Discordia gridò, venendo spinta indietro, mentre di nuovo una cometa energetica e dardi corvini piovevano su di lui, obbligandola a muovere il tridente avanti a sé, per spezzarne l’avanzata.
Fu allora che Phoenix si rimise in piedi, dopo essere stato trafitto dalla devastante tempesta di fulmini neri. Era durata ben poco, per sua fortuna, ma alcuni di essi avevano trapassato l’armatura divina raggiungendo le carni al di sotto e causandogli pene indescrivibili. Adesso il Cavaliere osservava Discordia di fronte a sé, priva ormai di ogni interesse per il loro scontro, intenta a roteare l’arma in ogni direzione, pretendendo di colpire o trafiggere invisibili avversari. Non capì cosa le fosse accaduto, cosa avesse invaso la sua delirante mente al punto da renderla ancora più folle. A meno che… Rifletté, consapevole che l’azione del suo colpo segreto era diversificata in base al soggetto.
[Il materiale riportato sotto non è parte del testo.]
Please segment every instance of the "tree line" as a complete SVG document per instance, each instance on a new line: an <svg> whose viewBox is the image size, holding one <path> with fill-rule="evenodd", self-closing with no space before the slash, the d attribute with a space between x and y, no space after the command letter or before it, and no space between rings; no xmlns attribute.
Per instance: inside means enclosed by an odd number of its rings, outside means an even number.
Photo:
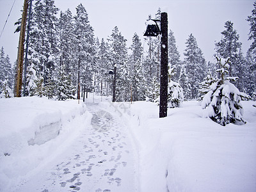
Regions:
<svg viewBox="0 0 256 192"><path fill-rule="evenodd" d="M38 95L58 100L75 98L77 94L95 92L109 95L113 92L113 77L109 74L117 66L117 101L149 100L157 102L159 96L160 38L145 37L148 49L143 50L137 33L128 47L127 40L117 26L108 38L99 40L94 36L84 6L76 7L73 16L69 10L60 12L54 0L33 1L28 42L26 90L23 96ZM247 20L252 40L246 54L241 50L239 36L231 21L225 23L222 38L215 43L217 58L230 59L230 76L238 77L236 86L255 99L256 79L256 3ZM160 8L154 17L160 19ZM19 31L20 20L16 24ZM174 34L168 35L169 100L201 98L202 83L211 77L220 77L220 65L207 62L193 34L186 42L184 60L180 60ZM0 93L12 95L15 69L8 56L1 51ZM2 67L2 66L4 66ZM81 91L77 92L78 88ZM4 94L3 93L5 93ZM7 96L6 96L7 97ZM172 97L173 97L172 99ZM175 104L171 105L173 107Z"/></svg>

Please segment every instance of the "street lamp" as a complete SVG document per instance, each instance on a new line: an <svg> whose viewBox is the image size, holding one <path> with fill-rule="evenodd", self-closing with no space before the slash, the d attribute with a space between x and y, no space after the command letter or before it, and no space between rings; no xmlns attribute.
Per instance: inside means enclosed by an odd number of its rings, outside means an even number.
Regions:
<svg viewBox="0 0 256 192"><path fill-rule="evenodd" d="M109 75L114 75L114 81L113 82L113 99L112 102L116 101L116 64L114 65L114 72L110 70Z"/></svg>
<svg viewBox="0 0 256 192"><path fill-rule="evenodd" d="M161 20L152 19L155 24L148 25L144 36L157 36L161 34L161 76L159 117L167 116L168 99L168 18L167 13L161 13ZM157 22L161 22L161 29Z"/></svg>

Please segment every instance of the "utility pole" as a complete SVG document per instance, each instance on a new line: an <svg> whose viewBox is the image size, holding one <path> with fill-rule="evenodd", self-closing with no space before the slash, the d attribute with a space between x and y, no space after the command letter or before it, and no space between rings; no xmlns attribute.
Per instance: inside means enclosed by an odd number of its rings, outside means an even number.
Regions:
<svg viewBox="0 0 256 192"><path fill-rule="evenodd" d="M161 34L161 74L160 74L160 104L159 117L167 116L168 99L168 17L167 13L161 13L161 20L151 19L156 22L148 24L144 36L157 36ZM161 30L157 22L161 22Z"/></svg>
<svg viewBox="0 0 256 192"><path fill-rule="evenodd" d="M114 66L114 82L113 83L113 99L112 102L116 101L116 64Z"/></svg>
<svg viewBox="0 0 256 192"><path fill-rule="evenodd" d="M21 20L21 26L20 38L19 40L19 49L17 63L17 69L14 82L14 97L20 97L20 92L22 83L23 72L23 56L24 56L24 43L25 40L26 22L28 15L28 0L24 0L23 5L22 17Z"/></svg>
<svg viewBox="0 0 256 192"><path fill-rule="evenodd" d="M168 99L168 17L167 13L161 13L161 76L159 117L167 116Z"/></svg>
<svg viewBox="0 0 256 192"><path fill-rule="evenodd" d="M31 10L32 10L32 0L29 1L29 10L28 12L28 31L27 31L27 39L26 42L26 53L25 53L25 67L24 67L24 80L23 83L23 95L26 93L26 79L27 75L27 66L28 66L28 42L29 38L29 29L30 29L30 20L31 19Z"/></svg>

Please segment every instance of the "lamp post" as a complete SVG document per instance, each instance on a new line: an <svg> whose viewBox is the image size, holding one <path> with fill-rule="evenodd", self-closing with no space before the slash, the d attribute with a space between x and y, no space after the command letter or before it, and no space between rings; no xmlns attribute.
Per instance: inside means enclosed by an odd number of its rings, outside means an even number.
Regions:
<svg viewBox="0 0 256 192"><path fill-rule="evenodd" d="M157 36L161 34L161 76L160 76L160 104L159 117L167 116L168 99L168 17L167 13L161 13L161 20L152 19L156 25L148 25L144 36ZM157 22L161 22L161 29Z"/></svg>
<svg viewBox="0 0 256 192"><path fill-rule="evenodd" d="M112 102L116 101L116 64L114 65L114 72L110 70L109 75L114 75L114 80L113 81L113 99Z"/></svg>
Non ebbe il tempo di chiedersi altro che una mano si appoggiò alla sua spalla destra, obbligandolo a voltarsi. E a fare un passo indietro, sconvolto alla vista dell’uomo che gli si parava di fronte, un uomo che doveva essere morto. Solo allora, udendo le lamentele di Discordia, comprese quel che la Dea stesse osservando.
"Sono felice di rivederti, Cavaliere di Phoenix, stavolta come alleati! Ascoltami bene, perché abbiamo poco tempo, quello che il Fantasma Diabolico ci consentirà, ma io ti dirò come sconfiggere la Signora della Contesa!" –Esordì così uno dei più valenti Cavalieri della storia. Serian di Orione.